Platform-agnostic building with conda

An alternative to the above is provided via the conda recipe (use the miniconda installer if you don’t have conda installed already).

Backwards Compatibility

The stated goal of this module is to be a drop-in replacement for re, i.e.:

try:
    import re2 as re
except ImportError:
    import re

That being said, there are features of the re module that this module may never have; these will be handled through fallback to the original re module:

  • lookahead assertions (?!...)

  • backreferences, e.g., \\1 in search pattern

  • possessive quantifiers *+, ++, ?+, {m,n}+

  • atomic groups (?>...)

  • \W and \S not supported inside character classes

On the other hand, unicode character classes are supported (e.g., \p{Greek}). Syntax reference: https://github.com/google/re2/wiki/Syntax

However, there are times when you may want to be notified of a failover.
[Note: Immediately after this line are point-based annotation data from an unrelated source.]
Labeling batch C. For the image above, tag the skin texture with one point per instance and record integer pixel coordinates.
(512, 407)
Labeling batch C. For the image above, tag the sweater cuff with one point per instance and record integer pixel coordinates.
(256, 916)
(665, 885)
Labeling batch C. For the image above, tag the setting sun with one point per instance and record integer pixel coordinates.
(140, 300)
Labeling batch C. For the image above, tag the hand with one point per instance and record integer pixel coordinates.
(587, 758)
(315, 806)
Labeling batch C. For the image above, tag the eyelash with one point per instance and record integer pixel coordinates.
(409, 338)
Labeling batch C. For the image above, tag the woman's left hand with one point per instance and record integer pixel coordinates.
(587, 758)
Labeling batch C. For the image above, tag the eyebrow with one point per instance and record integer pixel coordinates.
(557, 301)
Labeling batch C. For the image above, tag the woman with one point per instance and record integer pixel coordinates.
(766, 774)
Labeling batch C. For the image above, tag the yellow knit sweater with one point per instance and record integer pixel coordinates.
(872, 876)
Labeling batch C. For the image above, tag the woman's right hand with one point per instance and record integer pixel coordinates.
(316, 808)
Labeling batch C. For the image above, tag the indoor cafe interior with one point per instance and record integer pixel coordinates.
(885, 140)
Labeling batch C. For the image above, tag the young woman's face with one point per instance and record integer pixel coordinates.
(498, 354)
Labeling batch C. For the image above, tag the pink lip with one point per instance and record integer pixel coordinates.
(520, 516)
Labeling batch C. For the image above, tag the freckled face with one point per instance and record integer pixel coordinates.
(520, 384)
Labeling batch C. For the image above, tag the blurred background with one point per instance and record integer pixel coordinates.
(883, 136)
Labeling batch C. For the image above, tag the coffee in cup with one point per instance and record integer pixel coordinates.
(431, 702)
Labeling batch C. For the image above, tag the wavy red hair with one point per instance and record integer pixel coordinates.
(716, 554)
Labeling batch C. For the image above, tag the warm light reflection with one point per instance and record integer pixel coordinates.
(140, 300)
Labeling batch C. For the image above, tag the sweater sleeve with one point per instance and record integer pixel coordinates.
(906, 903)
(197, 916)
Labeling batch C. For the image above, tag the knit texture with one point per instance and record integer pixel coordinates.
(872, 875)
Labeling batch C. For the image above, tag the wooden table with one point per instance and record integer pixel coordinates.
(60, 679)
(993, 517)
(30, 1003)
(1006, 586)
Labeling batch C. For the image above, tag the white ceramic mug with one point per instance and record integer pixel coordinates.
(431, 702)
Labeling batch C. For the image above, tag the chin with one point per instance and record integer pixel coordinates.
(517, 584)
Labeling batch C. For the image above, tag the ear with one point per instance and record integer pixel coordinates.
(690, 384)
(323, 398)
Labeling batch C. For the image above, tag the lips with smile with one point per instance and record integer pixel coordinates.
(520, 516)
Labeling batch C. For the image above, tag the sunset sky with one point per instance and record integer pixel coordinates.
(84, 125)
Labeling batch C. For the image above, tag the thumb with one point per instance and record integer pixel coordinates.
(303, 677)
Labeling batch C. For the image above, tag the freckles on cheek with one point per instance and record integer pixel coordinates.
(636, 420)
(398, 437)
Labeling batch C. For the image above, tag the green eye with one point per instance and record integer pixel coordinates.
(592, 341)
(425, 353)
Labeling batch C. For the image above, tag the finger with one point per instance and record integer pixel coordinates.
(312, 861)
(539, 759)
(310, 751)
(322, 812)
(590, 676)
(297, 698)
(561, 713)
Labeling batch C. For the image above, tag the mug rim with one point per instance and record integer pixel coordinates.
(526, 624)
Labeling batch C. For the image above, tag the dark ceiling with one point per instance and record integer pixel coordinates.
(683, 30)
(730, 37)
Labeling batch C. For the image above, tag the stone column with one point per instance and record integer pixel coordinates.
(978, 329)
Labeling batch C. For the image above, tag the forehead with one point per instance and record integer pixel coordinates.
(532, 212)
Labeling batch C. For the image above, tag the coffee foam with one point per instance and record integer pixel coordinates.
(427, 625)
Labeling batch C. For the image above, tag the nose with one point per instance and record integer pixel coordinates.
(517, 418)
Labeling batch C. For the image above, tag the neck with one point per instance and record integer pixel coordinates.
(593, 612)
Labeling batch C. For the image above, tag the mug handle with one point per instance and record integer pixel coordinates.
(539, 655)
The function set_fallback_notification determines the behavior in these cases:

try:
    import re2 as re
except ImportError:
    import re
else:
    re.set_fallback_notification(re.FALLBACK_WARNING)

set_fallback_notification takes three values: re.FALLBACK_QUIETLY (default), re.FALLBACK_WARNING (raise a warning), and re.FALLBACK_EXCEPTION (raise an exception).

You might also change the fallback module from re (default) to something else, like regex. You can achieve that with the function set_fallback_module:

>>> import re2
>>> re2.set_fallback_notification(re2.FALLBACK_WARNING)
>>> type(re2.compile(r"foo"))
<class 're2.Pattern'>
>>> type(re2.compile(r"foo(?!bar)"))
<stdin>:1: UserWarning: WARNING: Using re module. Reason: invalid perl operator: (?!
<class 're2.FallbackPattern'>
>>> import regex
>>> re2.set_fallback_module(regex)
>>> type(re2.compile(r"foo(?!bar)"))
<stdin>:1: UserWarning: WARNING: Using regex module. Reason: invalid perl operator: (?!
<class 're2.FallbackPattern'>

Documentation

Consult the docstrings in the source code or interactively through ipython or pydoc re2 etc.

Unicode Support

Python bytes and unicode strings are fully supported, but note that RE2 works with UTF-8 encoded strings under the hood, which means that unicode strings need to be encoded and decoded back and forth. There are two important factors:

  • whether a unicode pattern and search string is used (will be encoded to UTF-8 internally)

  • the UNICODE flag: whether operators such as \w recognize Unicode characters.

To avoid the overhead of encoding and decoding to UTF-8, it is possible to pass UTF-8 encoded bytes strings directly but still treat them as unicode:

In [18]: re2.findall(u'\w'.encode('utf8'), u'Mötley Crüe'.encode('utf8'), flags=re2.UNICODE)
Out[18]: ['M', '\xc3\xb6', 't', 'l', 'e', 'y', 'C', 'r', '\xc3\xbc', 'e']
In [19]: re2.findall(u'\w'.encode('utf8'), u'Mötley Crüe'.encode('utf8'))
Out[19]: ['M', 't', 'l', 'e', 'y', 'C', 'r', 'e']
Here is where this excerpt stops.